## Introduction to Language and Speech Technology - REma (RU)
*Seminar 8*

Last update: 2024/11/01

Aditya Kamlesh Parikh - @aditya.parikh@ru.nl

.


Welcome to the introductory course on language and speech technology! In this course, we'll explore various tools and libraries related to Automatic Speech Recognition (ASR) and Text-to-Speech (TTS). These technologies form the backbone of many modern applications, such as virtual assistants, speech-to-text systems, and language translation tools. They will help you to get hands-on in language and speech technology.


### Google Colab

We wil do our excercise in **Google Colab**. So before starting our exercise it is important to get to know about it (if you don't know). Google Colab (short for "Collaboratory") is a free, cloud-based platform that allows you to write and execute Python code in a web-based environment. It is also perticularly useful as it provides the access to powerful computing resources like GPU without the need of setup.

#### Key Features:
Running Code Cells:

1.  Colab notebooks are made up of individual cells that can contain code or text.
2.  To run a code cell, click on the cell and press Ctrl + Enter.
3. Or by pressing Shift + Enter you can run the cell and go to the next cell.  
4.  You can also click the "Play" button on the left side of the cell to execute it.

Inbuilt Libraries:
1. Google Colab supports Python programming language, and it has many built-in libraries that are pre-installed and ready to use.
2. You can write Python code in cells just like you would in any other code editor.

But if the library is not in colab by default you can import it by using `!pip install` or `!apt-get install`.

Get more information about installation: https://colab.research.google.com/notebooks/snippets/importing_libraries.ipynb

### Saving and Sharing Notebooks:

Google Colab automatically saves your notebook to your Google Drive.
You can also share your notebooks with others by clicking the "Share" button in the top right corner.

Easy Collaboration: You can easily share your Colab notebooks with your peers or instructors and work on projects together.

Now coming back to the exercise.

## Hands-on Exercise
In this exercise, we'll explore the basics of ASR and TTS using models from the Hugging Face 🤗 library. We will see, how to download the models from Huggingface hub, getting transcriptions with different models in various languages in ASR. We will also get fimilier with opensource TTS models where by providing different prompt we can generate synthatic audio.   

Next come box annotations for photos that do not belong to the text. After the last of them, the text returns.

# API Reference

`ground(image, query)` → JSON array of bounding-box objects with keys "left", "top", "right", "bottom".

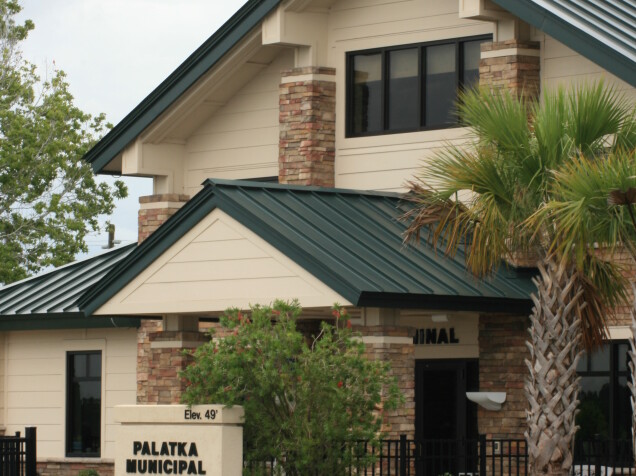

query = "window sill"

[{"left": 38, "top": 456, "right": 115, "bottom": 464}]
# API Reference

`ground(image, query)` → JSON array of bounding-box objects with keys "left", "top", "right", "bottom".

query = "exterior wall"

[
  {"left": 138, "top": 193, "right": 190, "bottom": 243},
  {"left": 185, "top": 50, "right": 294, "bottom": 195},
  {"left": 355, "top": 326, "right": 415, "bottom": 439},
  {"left": 532, "top": 29, "right": 636, "bottom": 98},
  {"left": 278, "top": 67, "right": 336, "bottom": 187},
  {"left": 329, "top": 0, "right": 494, "bottom": 191},
  {"left": 4, "top": 329, "right": 137, "bottom": 461},
  {"left": 95, "top": 210, "right": 350, "bottom": 315}
]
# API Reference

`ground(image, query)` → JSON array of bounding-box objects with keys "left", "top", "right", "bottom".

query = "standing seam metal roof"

[
  {"left": 0, "top": 244, "right": 137, "bottom": 320},
  {"left": 79, "top": 180, "right": 534, "bottom": 314},
  {"left": 493, "top": 0, "right": 636, "bottom": 86}
]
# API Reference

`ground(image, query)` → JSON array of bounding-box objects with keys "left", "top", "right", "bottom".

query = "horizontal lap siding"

[
  {"left": 329, "top": 0, "right": 493, "bottom": 191},
  {"left": 185, "top": 51, "right": 293, "bottom": 195},
  {"left": 534, "top": 31, "right": 636, "bottom": 99},
  {"left": 0, "top": 329, "right": 137, "bottom": 458}
]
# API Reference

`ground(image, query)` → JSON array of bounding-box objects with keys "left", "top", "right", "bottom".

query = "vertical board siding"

[{"left": 2, "top": 329, "right": 137, "bottom": 458}]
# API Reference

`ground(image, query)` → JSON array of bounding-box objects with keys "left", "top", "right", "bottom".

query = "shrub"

[{"left": 183, "top": 301, "right": 402, "bottom": 476}]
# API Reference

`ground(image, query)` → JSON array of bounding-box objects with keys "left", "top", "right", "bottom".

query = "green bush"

[{"left": 183, "top": 301, "right": 402, "bottom": 476}]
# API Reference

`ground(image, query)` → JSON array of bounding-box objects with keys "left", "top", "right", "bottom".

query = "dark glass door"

[{"left": 415, "top": 360, "right": 478, "bottom": 476}]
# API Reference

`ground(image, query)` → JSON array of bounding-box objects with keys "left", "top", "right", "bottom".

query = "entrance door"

[{"left": 415, "top": 360, "right": 479, "bottom": 476}]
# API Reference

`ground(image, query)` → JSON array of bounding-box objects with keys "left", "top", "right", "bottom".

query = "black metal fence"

[
  {"left": 245, "top": 435, "right": 636, "bottom": 476},
  {"left": 0, "top": 427, "right": 37, "bottom": 476}
]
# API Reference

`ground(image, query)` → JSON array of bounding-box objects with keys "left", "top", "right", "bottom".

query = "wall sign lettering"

[{"left": 413, "top": 327, "right": 459, "bottom": 345}]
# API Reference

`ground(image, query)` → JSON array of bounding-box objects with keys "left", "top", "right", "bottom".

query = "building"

[{"left": 0, "top": 0, "right": 636, "bottom": 475}]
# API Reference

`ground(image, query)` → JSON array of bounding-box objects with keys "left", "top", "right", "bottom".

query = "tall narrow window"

[
  {"left": 352, "top": 54, "right": 382, "bottom": 133},
  {"left": 388, "top": 48, "right": 420, "bottom": 130},
  {"left": 66, "top": 351, "right": 102, "bottom": 456},
  {"left": 575, "top": 341, "right": 633, "bottom": 462}
]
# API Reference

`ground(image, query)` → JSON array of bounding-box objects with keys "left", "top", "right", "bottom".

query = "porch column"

[
  {"left": 278, "top": 66, "right": 336, "bottom": 187},
  {"left": 354, "top": 308, "right": 415, "bottom": 439},
  {"left": 479, "top": 39, "right": 541, "bottom": 99},
  {"left": 137, "top": 315, "right": 209, "bottom": 405}
]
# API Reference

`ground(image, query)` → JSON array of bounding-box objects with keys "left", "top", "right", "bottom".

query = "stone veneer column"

[
  {"left": 479, "top": 40, "right": 541, "bottom": 99},
  {"left": 477, "top": 314, "right": 530, "bottom": 438},
  {"left": 278, "top": 67, "right": 336, "bottom": 187},
  {"left": 137, "top": 331, "right": 209, "bottom": 405},
  {"left": 355, "top": 326, "right": 415, "bottom": 439},
  {"left": 138, "top": 193, "right": 190, "bottom": 243}
]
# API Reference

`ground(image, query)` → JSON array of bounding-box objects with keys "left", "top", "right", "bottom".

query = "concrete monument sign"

[{"left": 115, "top": 405, "right": 243, "bottom": 476}]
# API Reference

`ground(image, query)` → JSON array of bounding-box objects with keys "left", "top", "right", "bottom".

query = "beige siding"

[
  {"left": 329, "top": 0, "right": 493, "bottom": 191},
  {"left": 3, "top": 329, "right": 137, "bottom": 458},
  {"left": 95, "top": 210, "right": 349, "bottom": 314},
  {"left": 534, "top": 31, "right": 636, "bottom": 98},
  {"left": 185, "top": 50, "right": 294, "bottom": 195}
]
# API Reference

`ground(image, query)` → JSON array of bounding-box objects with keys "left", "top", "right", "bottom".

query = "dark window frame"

[
  {"left": 345, "top": 35, "right": 492, "bottom": 138},
  {"left": 577, "top": 340, "right": 631, "bottom": 440},
  {"left": 64, "top": 350, "right": 104, "bottom": 458}
]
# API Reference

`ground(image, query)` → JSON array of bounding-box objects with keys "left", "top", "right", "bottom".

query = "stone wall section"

[
  {"left": 138, "top": 193, "right": 190, "bottom": 243},
  {"left": 354, "top": 326, "right": 415, "bottom": 439},
  {"left": 479, "top": 40, "right": 541, "bottom": 99},
  {"left": 137, "top": 319, "right": 163, "bottom": 403},
  {"left": 477, "top": 314, "right": 530, "bottom": 438},
  {"left": 278, "top": 67, "right": 336, "bottom": 187},
  {"left": 142, "top": 331, "right": 209, "bottom": 405}
]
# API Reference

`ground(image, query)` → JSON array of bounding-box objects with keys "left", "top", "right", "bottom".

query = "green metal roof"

### Incase you are interested: What is Hugging Face🤗?
Hugging Face 🤗 is a leading open-source platform in the field of natural language processing (NLP) and machine learning. It provides a vast collection of state-of-the-art models and tools that make it easy to work on tasks like text classification, language translation, text generation, speech recognition, and much more.

Hugging Face 🤗's Transformers library is one of the most popular libraries for building AI models, and it supports a wide range of pre-trained models for different applications. You can get more information about this here: https://huggingface.co/


# Setup
#### Installing Required Libraries
First, we'll install the necessary libraries. Run the following cell to install them

In [None]:
%%capture
# %%capture at the beginning of a code cell prevents the output of that cell from being displayed in the notebook unless you specifically request it later.
# They are also known as Magic Commands and there are various magic commands which colab supports. You can learn more about this in below notebook.
# https://colab.research.google.com/github/jdwittenauer/ipython-notebooks/blob/master/notebooks/language/IPythonMagic.ipynb
! pip install transformers
! pip install datasets
! pip install librosa
! pip install soundfile
! pip install jiwer

We also recommand you to sign up with Hugging Face. It will help you not just exploring different models and datasets but also share your models with others. You can sign up here: https://huggingface.co/join

In the below code `notebook_login()` will ask you for a token. Which you can get it from https://huggingface.co/settings/tokens

Copy - paste your token here; and you are good to go. Your notebook has already signed up to Hugging Face hub.  


In [None]:
from huggingface_hub import notebook_login
notebook_login()

Now we will explore some pretrained and finetuned ASR models from 🤗. If you open 🤗 models, filter the task with Automatic Speech Recognition, you will see 19,985 speech related models as of October 2024.   
https://huggingface.co/models?pipeline_tag=automatic-speech-recognition&sort=trending

Now we will try one model which is has the highest number of downloads in ASR.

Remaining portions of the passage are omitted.